Medical Stats and improving medicine

Victor at The Dead Parrot Society has a must read post up about medical statistic comparisons between countries and how little they in fact mean. Very interesting stuff. He then goes on to talk about what our priorities should be toward improving health care:

The high aggregate level of cost we see in health care is simply the inevitable by product of having cutting-edge products that people have faith in coupled with a relatively free market system that rewards those who provide those sort high-value products with scarce resources. I do not see this as a problem, per se.
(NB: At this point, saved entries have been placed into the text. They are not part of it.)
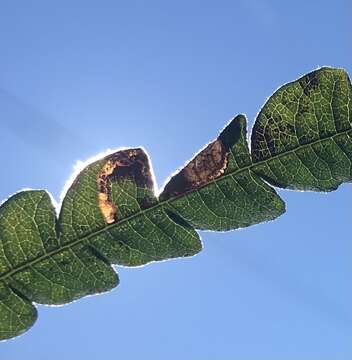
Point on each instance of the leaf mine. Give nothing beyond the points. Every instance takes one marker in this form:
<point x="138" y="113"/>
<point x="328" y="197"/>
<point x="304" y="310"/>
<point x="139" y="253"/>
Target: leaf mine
<point x="125" y="164"/>
<point x="206" y="166"/>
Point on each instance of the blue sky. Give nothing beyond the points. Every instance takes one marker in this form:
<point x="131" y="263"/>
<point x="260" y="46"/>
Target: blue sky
<point x="78" y="77"/>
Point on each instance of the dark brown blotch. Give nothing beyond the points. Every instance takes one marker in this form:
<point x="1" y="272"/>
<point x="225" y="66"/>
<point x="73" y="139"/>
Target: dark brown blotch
<point x="130" y="164"/>
<point x="208" y="165"/>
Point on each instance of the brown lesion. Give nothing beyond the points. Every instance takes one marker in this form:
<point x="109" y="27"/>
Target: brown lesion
<point x="132" y="164"/>
<point x="208" y="165"/>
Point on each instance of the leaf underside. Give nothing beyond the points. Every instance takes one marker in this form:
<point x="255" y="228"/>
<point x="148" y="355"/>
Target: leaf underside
<point x="302" y="139"/>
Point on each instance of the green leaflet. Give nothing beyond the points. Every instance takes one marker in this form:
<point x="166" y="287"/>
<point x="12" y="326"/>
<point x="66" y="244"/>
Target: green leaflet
<point x="302" y="139"/>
Instead, what disturbs me are the large quantity of medical solutions sold without proof of efficacy, the portion of our populace unable to efficiently get basic care or to make quality decisions about where to receive that care, flawed epidemiological practices and interpretations by the lay community, a paternalistic doctor-patient model in which the consumer's particular preferences are frequently ignored or molded for arbitrary reasons, a flawed legal system that encourages iatrogenesis (something that I fear American doctors are not sufficiently trained to avoid in the first place), an insurance system that encourages overutilization, a related unwillingness on the part of the medical community to allow cost to enter into their decision models, a monopolistic and archaic licensing and credentialing process for medical suppliers and practicioners, and a deification of that which is measurable and observed that comes at the expense of the unmeasurable and unobserved.
I agree completely with his list of problems, and though he doesn't provide any answers it seems only one of these (inability to get basic care) would be facilitated by government provided medical care. The other items would be unaffected directry or, quite possibly worsened by such a solution.